Alexandre Ata a su cueillir le meilleur de la culture française, dont il est un fin connaisseur, mais il n’a jamais été dupe du système colonial. Trop élégant pour le mettre pesamment en accusation, il pratique un humour léger d’autant plus dérangeant, qui balaie la rhétorique dont se parent les colonisateurs : «Qui que nous soyons, c’est vous qui nous assimilez...» susurre benoîtement tel administrateur... «Vous êtes la race des seigneurs»...

Fiers et altiers à coup sûr, mais destinés par les hôtes de passage à se faire manipuler sans fin. Pire, à s’installer et prospérer dans ces relations délicieusement ambiguës. Car maints représentants de la France se sont eux aussi laissés séduire par la magie de la Polynésie, dans une sorte de culture schizophrène... Les Polynésiens sont très conscients de leur impact et ne disent rien. Ils prennent ce qui peut être pris. Demain est un autre jour.

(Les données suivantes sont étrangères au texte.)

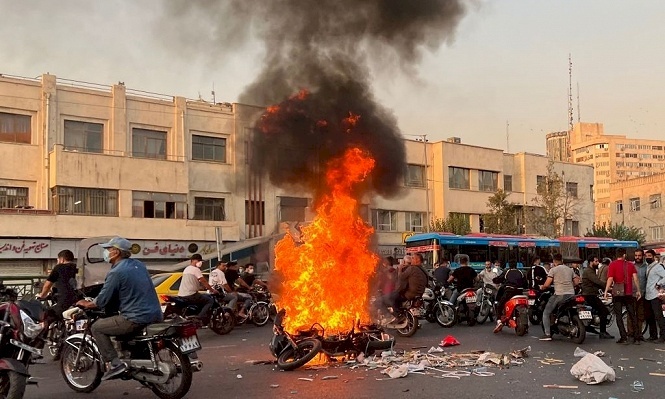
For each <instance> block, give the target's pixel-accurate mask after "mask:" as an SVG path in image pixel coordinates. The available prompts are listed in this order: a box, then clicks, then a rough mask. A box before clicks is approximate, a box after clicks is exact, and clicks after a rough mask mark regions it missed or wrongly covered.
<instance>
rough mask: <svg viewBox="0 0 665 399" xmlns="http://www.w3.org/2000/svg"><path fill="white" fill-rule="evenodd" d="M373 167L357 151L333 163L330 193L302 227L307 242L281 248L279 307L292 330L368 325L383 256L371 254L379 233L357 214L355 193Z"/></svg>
mask: <svg viewBox="0 0 665 399" xmlns="http://www.w3.org/2000/svg"><path fill="white" fill-rule="evenodd" d="M374 164H375V161H374V159H372V158H371V157H370V156H369V155H367V154H365V153H363V151H361V150H360V149H358V148H353V149H349V150H347V151H346V153H345V154H344V155H343V156H342V157H341V158H337V159H334V160H332V161H331V162H330V163H329V164H328V165H327V169H326V183H327V185H328V188H329V194H327V195H325V196H324V197H323V198H322V199H321V201H320V205H319V206H318V207H317V209H316V212H317V216H316V217H315V219H314V220H313V221H312V222H311V224H309V225H307V226H306V227H303V228H302V241H303V242H302V243H296V242H295V240H294V238H293V237H291V236H290V235H287V236H286V237H284V238H283V239H282V240H280V241H279V242H278V243H277V245H276V247H275V270H276V271H278V272H279V273H280V275H281V278H282V281H281V283H280V284H281V286H280V297H279V300H278V302H277V305H278V306H279V307H280V308H284V309H286V315H287V318H286V320H285V327H286V328H287V330H289V331H296V330H297V329H300V328H309V327H310V326H311V325H312V324H314V323H320V324H321V325H322V326H323V327H324V328H325V329H326V334H328V333H336V332H344V331H349V330H351V328H352V327H353V325H354V323H355V322H357V321H368V320H369V314H368V311H367V294H368V292H369V280H370V278H371V276H372V275H373V273H374V271H375V268H376V265H377V262H378V257H377V256H376V255H375V254H373V253H372V252H371V251H370V250H369V249H368V248H369V241H370V237H371V235H372V233H373V232H374V229H373V228H372V227H371V226H368V225H367V224H366V223H365V222H364V221H363V220H362V218H360V216H359V215H358V202H357V201H356V200H355V199H354V198H353V196H352V190H353V188H354V186H355V185H356V184H358V183H360V182H362V181H363V180H365V178H366V177H367V175H368V174H369V172H370V171H371V170H372V169H373V168H374Z"/></svg>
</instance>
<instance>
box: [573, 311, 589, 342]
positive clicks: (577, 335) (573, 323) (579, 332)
mask: <svg viewBox="0 0 665 399" xmlns="http://www.w3.org/2000/svg"><path fill="white" fill-rule="evenodd" d="M571 322H572V324H573V325H575V326H576V327H577V334H575V335H573V336H571V337H570V338H571V339H572V340H573V342H574V343H576V344H581V343H582V342H584V339H585V338H586V327H585V326H584V322H583V321H582V320H580V318H579V317H578V316H577V315H575V316H573V318H572V320H571Z"/></svg>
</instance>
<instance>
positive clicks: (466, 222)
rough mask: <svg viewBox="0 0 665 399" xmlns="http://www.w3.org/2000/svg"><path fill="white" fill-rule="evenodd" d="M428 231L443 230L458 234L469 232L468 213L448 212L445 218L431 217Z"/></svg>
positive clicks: (467, 232)
mask: <svg viewBox="0 0 665 399" xmlns="http://www.w3.org/2000/svg"><path fill="white" fill-rule="evenodd" d="M430 231H443V232H447V233H453V234H459V235H465V234H469V233H471V222H470V220H469V215H467V214H464V213H455V212H450V213H449V214H448V217H447V218H445V219H442V218H438V219H433V220H432V221H431V222H430Z"/></svg>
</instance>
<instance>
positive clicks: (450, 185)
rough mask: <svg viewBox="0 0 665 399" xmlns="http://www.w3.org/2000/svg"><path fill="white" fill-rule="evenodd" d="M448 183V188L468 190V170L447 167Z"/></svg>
mask: <svg viewBox="0 0 665 399" xmlns="http://www.w3.org/2000/svg"><path fill="white" fill-rule="evenodd" d="M448 183H449V184H448V186H449V187H450V188H461V189H466V190H469V189H470V188H471V185H470V182H469V169H465V168H456V167H454V166H449V167H448Z"/></svg>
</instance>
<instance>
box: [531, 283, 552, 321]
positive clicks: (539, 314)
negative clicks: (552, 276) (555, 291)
mask: <svg viewBox="0 0 665 399" xmlns="http://www.w3.org/2000/svg"><path fill="white" fill-rule="evenodd" d="M552 295H554V288H553V287H552V288H549V289H547V290H545V291H538V290H535V289H529V291H528V297H529V299H528V302H529V321H530V322H531V324H533V325H534V326H535V325H538V324H541V323H542V322H543V312H544V311H545V305H547V301H549V300H550V297H551V296H552Z"/></svg>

Alexandre Ata prend discrètement la défense des «franchises nécessaires à ce pays», comme disait De Gaulle. Les hommes politiques dont il fut le fidèle conseiller ont ceci de commun d’avoir connu alternativement les plus hautes fonctions et les geôles françaises. Pas pour quelque détournement de fonds comme cela se fait parfois de nos jours, mais pour leur engagement en faveur d’une large autonomie des Polynésiens. Quitte à ce que le gouverneur du moment ne se fasse pas à l’idée de troquer son large pouvoir pour l’habit d’un simple observateur, à l’étroit dans son ambassade.

Les arbres ont été les témoins de tout cela, à la fois aussi divers que les circonstances et les lieux, et signes unitaires de l’énergie qui traverse le monde. Conscience encore inachevée, mais omniprésente. Alexandre Ata sent jusqu’au tréfonds ces connivences secrètes : platanes du sud-ouest, où il fréquenta la famille De Galard en son château de Terraube, et sut percevoir les traits communs au Gers et à la Toscane ; «pua» de Rurutu, aux Australes : en ces lieux secrets, le chemin de sable blanc partant de Una’a, après avoir longé les vestiges de mara’e des anciens rois, franchi une succession de falaises, parvient au village d’Avera où le nouvel An est marqué par la visite des maisons décorées pour la circonstance, et les visiteurs abondamment poudrés de talc par ceux qui les accueillent... Et encore, et encore...

Ce livre est très émouvant. Il dit la sensibilité à vif d’un peuple si présent aux quatre coins du monde. Il en confirme le trouble existentiel, oscillant entre force vitale éperdue, rêveries au sein de la nature et vague dépression, entre orgueil insoutenablement blessé et résignation.